El aumento alarmante de la obesidad tiene preocupadas a algunas élites de Occidente, no tanto por su incidencia en la salud de los ciudadanos, sino por los onerosos costos económicos que conlleva para las arcas públicas de los países afectados. Diseñar y aplicar políticas efectivas para revertir este panorama no es sencillo, debido a que los empresarios de las industrias alimenticias son reacios a modificar sus productos más tóxicos.

De ahí que las presiones ejercidas por parte de este sector hacia los gobiernos y legisladores sean brutalmente desmesuradas, incluso coercitivas. Además, cada día demuestran con actos impresentables que la cantinela de la neutralidad científica es una verdadera ilusión óptica. Los conglomerados de la nutrición venenosa han gastado fortunas en investigaciones hechas a la medida para refutar mañosamente, y con supuestas certezas incontestables, el efecto negativo que los ingredientes de sus mejunjes producen en el organismo humano.

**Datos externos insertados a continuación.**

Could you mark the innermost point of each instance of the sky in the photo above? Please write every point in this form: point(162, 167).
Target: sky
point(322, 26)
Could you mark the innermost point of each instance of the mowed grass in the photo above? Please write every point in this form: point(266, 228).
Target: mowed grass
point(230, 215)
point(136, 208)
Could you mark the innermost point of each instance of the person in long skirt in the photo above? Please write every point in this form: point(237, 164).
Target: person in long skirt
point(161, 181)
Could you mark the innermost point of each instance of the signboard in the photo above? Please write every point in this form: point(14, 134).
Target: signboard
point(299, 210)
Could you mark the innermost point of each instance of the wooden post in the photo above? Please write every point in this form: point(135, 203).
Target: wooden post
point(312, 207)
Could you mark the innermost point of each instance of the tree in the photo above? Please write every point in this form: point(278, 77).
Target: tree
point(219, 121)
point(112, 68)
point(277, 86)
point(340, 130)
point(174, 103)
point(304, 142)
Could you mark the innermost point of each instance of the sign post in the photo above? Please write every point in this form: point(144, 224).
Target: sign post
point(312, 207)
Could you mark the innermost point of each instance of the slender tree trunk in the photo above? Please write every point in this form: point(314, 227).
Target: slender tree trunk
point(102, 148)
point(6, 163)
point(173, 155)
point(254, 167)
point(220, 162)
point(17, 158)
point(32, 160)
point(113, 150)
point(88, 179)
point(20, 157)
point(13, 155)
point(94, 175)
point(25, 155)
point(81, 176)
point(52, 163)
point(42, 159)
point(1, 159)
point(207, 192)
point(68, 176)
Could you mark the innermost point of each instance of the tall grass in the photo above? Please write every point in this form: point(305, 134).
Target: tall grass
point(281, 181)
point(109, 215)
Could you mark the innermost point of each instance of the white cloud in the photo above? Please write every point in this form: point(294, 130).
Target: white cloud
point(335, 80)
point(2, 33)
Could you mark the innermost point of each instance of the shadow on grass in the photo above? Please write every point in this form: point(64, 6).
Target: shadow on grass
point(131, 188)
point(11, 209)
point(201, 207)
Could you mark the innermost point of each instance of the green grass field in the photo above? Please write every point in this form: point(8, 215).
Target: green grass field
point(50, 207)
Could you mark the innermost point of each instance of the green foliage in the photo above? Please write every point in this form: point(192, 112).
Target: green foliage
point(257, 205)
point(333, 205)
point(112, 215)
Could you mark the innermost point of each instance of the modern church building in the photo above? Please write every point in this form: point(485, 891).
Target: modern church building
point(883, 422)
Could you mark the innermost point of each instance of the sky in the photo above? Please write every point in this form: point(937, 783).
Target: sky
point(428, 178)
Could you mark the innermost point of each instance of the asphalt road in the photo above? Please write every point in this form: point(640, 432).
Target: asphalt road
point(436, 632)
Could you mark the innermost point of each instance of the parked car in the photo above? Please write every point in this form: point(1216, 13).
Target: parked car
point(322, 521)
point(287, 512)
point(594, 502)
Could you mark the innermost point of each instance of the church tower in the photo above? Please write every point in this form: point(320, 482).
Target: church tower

En Estados Unidos han logrado desviar la atención financiando campañas para cargarle las tintas al ejercicio, como medio para evitar el embarnecimiento corporal. Esto ha generado una nuevo espejismo oftálmico y, claro, un inédito nicho para la irrupción veloz de los negocios de tortura de los cuerpos, conocidos coloquialmente como Gyms.

Y los gorditos y las gorditas del mundo, zombificados por la propaganda saludable, ingresan masivamente a estos modernos centros de mortificación con la esperanza de rebajar kilos a granel y tallas a raudales.

Mas el engaño se revela cuando éstos perciben que se requiere correr un par de horas a una velocidad de 8 kilómetros, para apenas quemar el combo de hamburguesa, papas fritas y chesco que se endilgaron en la comida o en la cena. ¡Hasta la vista, baby!

Ese jaleo oficial del “¡Chécate, mídete y muévete!” es una patraña colosal, pero no hace olas al negocio de la desnutrición rampante. Deschatarrizar la alimentación es una tarea compleja y valiente, hace falta ilegalizar ingredientes nocivos, como las grasas trans, penalizar y educar con información veraz a los ciudadanos.